Gen. Stephen Whiting, the head of U.S. Space Command, said on June 24 that he does not yet know when the command is to receive the initial fielding of space-based ground moving target indication (GMTI) satellites under development by U.S. Space Force and the National Reconnaissance Office (NRO).

“We’ll be on the receiving end of that when they’re ready to present it,” Whiting told a Mitchell Institute for Aerospace Power Studies virtual forum. “I haven’t actually seen that date yet but eager to get a capability like that on orbit.”

Defense Daily will add any response from Space Force on the initial fielding date.

The proliferated low Earth orbit (LEO) GMTI satellites are to help replace Northrop Grumman‘s [NOC] Joint Surveillance Target Attack Reconnaissance System aircraft, which began service in 1991 before the U.S. Air Force retired the planes last year (Defense Daily, May 2).

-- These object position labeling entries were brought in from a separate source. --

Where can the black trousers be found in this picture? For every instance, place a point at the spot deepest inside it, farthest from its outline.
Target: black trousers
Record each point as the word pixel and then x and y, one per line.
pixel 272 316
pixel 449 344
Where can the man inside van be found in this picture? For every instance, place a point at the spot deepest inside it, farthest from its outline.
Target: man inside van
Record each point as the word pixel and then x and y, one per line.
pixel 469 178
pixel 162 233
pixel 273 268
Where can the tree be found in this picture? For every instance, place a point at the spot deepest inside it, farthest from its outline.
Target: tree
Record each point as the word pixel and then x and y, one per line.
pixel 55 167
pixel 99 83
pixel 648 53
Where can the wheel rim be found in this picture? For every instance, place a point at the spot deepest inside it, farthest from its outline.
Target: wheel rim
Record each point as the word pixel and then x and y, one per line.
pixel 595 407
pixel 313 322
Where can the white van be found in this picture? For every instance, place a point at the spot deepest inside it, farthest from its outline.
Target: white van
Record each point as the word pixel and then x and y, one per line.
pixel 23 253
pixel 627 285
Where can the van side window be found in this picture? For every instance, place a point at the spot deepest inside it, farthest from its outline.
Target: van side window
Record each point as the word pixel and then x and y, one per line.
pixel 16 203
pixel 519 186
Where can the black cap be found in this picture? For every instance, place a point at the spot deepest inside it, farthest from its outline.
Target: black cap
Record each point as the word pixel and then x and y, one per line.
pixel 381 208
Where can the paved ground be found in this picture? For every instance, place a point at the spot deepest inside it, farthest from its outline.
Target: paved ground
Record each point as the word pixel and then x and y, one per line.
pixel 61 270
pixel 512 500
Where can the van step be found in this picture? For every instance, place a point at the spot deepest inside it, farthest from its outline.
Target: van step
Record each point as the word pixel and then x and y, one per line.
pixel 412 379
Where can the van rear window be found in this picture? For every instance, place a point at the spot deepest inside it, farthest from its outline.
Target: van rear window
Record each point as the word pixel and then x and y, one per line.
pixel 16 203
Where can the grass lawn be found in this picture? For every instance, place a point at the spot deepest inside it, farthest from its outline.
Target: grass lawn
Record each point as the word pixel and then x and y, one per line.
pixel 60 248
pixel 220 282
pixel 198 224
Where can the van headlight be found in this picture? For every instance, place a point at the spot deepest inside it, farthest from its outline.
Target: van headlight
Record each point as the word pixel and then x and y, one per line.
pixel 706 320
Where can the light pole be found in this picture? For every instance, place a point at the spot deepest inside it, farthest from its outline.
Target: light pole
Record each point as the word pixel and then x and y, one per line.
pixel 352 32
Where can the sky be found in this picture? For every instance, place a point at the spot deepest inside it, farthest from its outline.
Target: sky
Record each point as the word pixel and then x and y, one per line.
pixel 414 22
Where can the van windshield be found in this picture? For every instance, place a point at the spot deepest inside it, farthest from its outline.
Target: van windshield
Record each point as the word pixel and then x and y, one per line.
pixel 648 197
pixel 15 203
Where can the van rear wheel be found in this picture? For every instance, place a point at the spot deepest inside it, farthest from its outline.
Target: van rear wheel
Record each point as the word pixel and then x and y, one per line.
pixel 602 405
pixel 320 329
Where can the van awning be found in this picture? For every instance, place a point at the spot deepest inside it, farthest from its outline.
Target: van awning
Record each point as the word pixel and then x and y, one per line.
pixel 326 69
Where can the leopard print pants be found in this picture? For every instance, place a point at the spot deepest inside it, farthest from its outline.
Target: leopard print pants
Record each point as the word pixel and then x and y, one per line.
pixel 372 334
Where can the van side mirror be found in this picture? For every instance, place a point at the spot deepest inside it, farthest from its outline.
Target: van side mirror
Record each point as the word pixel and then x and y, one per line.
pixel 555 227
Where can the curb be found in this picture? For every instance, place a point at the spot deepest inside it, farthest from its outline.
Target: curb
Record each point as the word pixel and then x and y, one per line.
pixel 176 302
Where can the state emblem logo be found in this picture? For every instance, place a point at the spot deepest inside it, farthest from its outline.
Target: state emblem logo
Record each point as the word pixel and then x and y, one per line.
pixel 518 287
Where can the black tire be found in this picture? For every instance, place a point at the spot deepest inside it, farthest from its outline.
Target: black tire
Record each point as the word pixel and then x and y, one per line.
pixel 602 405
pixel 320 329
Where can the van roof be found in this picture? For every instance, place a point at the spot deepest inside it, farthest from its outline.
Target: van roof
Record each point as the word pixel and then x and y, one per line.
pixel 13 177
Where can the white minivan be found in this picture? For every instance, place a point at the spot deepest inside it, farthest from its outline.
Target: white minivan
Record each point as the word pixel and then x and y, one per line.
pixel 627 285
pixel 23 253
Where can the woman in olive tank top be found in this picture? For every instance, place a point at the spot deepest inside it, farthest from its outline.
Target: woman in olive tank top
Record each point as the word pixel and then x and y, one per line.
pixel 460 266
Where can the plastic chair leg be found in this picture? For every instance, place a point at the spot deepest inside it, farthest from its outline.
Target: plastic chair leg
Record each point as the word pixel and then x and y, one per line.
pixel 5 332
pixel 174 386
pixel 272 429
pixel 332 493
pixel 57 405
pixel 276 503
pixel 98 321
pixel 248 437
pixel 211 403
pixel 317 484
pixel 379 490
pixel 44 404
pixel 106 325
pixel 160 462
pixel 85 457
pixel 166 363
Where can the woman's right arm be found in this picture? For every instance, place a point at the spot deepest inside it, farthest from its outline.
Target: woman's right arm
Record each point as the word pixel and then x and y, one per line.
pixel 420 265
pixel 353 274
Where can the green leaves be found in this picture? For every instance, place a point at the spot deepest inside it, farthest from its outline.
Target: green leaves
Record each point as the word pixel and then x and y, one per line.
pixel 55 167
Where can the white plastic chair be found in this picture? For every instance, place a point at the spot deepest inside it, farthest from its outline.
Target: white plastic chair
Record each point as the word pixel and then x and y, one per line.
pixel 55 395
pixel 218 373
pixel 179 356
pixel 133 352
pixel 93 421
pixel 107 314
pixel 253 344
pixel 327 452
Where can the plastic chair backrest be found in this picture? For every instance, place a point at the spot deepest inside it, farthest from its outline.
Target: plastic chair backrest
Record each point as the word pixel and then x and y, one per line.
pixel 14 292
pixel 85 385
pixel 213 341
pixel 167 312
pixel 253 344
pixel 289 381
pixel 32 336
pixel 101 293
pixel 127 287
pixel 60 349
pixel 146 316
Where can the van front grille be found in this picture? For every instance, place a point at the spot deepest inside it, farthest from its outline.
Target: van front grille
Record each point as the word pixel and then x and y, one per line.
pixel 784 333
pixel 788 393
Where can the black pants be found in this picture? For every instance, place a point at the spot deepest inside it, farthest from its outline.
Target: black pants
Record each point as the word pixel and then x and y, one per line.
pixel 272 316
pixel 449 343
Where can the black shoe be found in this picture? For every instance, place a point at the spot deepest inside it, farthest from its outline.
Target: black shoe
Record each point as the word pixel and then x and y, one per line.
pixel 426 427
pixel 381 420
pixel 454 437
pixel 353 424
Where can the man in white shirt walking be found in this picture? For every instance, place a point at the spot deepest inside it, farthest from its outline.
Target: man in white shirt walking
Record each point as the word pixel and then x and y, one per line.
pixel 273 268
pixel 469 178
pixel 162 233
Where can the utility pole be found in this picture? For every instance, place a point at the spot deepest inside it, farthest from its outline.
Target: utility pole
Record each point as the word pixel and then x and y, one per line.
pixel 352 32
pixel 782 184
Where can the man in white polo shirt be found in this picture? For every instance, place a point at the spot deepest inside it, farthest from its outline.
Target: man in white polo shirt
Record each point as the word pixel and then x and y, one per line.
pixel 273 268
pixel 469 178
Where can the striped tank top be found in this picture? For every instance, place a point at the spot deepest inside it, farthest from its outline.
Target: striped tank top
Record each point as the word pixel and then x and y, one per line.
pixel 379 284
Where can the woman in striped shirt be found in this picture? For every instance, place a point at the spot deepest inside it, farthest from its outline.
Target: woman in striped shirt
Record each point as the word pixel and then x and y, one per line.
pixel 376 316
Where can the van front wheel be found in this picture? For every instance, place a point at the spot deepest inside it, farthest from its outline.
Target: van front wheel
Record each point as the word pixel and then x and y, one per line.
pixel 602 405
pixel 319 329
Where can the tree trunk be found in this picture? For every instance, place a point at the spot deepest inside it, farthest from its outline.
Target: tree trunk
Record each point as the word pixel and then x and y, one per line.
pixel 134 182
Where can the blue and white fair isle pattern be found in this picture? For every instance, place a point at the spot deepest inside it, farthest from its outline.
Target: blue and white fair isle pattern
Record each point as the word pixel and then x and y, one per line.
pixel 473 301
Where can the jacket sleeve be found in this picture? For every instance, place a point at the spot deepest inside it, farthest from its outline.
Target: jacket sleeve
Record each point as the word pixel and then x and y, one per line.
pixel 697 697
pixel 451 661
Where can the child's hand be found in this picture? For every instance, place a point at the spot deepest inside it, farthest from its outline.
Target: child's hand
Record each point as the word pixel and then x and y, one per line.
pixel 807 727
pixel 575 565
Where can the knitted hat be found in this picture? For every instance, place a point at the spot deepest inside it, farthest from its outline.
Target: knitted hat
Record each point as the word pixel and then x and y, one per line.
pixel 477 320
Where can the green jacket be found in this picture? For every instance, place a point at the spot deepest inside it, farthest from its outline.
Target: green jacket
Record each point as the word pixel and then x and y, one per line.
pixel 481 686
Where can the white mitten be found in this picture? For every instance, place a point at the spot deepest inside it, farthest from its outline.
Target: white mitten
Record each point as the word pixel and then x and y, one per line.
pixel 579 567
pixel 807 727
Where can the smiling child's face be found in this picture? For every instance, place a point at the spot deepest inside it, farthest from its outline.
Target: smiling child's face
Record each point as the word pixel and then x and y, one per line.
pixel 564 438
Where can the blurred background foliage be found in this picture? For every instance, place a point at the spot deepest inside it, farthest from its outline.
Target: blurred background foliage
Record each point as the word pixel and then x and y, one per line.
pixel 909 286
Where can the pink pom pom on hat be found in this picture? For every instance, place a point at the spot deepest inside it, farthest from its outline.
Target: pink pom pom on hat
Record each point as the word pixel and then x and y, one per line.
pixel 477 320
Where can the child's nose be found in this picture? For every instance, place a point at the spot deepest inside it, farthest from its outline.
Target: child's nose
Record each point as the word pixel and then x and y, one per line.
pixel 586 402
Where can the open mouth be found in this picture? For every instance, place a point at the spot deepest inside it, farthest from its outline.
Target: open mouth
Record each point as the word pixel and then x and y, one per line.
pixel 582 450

Maj. Gen. Gregory Gagnon, the deputy chief of space operations for intelligence, said in April that proliferated LEO GMTI satellites will “make it difficult” for U.S. adversaries to disable U.S. GMTI.

Airborne GMTI assets are unable to gather data at long ranges beyond several hundred miles, due to the Earth’s curvature and threats from advanced air defenses, such as those of China, Gagnon said. At 62,000 feet, for example, the Air Force’s U-2 Dragon Lady by Lockheed Martin [LMT] has a 300 nautical mile line-of-sight surveillance distance, he said.

“I’m not concerned, from a technical readiness level, that we’re gonna have an issue [with the space-based radar system],” Gagnon said. “This is doing tracks from radars. The Department of Defense and our industrial base know how to do that. What we need to do is make sure that we can rapidly process and move those tracks into warfighting formations. The Space Force proposal, since we’re part of the joint force and we’ve stood up components in each of the combatant commands, is to make sure that our component can service their component partners, whether it’s the Army, maritime component or the Air Force component, with timely, relevant MTI capability, based off the direction of their joint combatant commander. The second big benefit of this is it can be completely integrated with the national intelligence community.”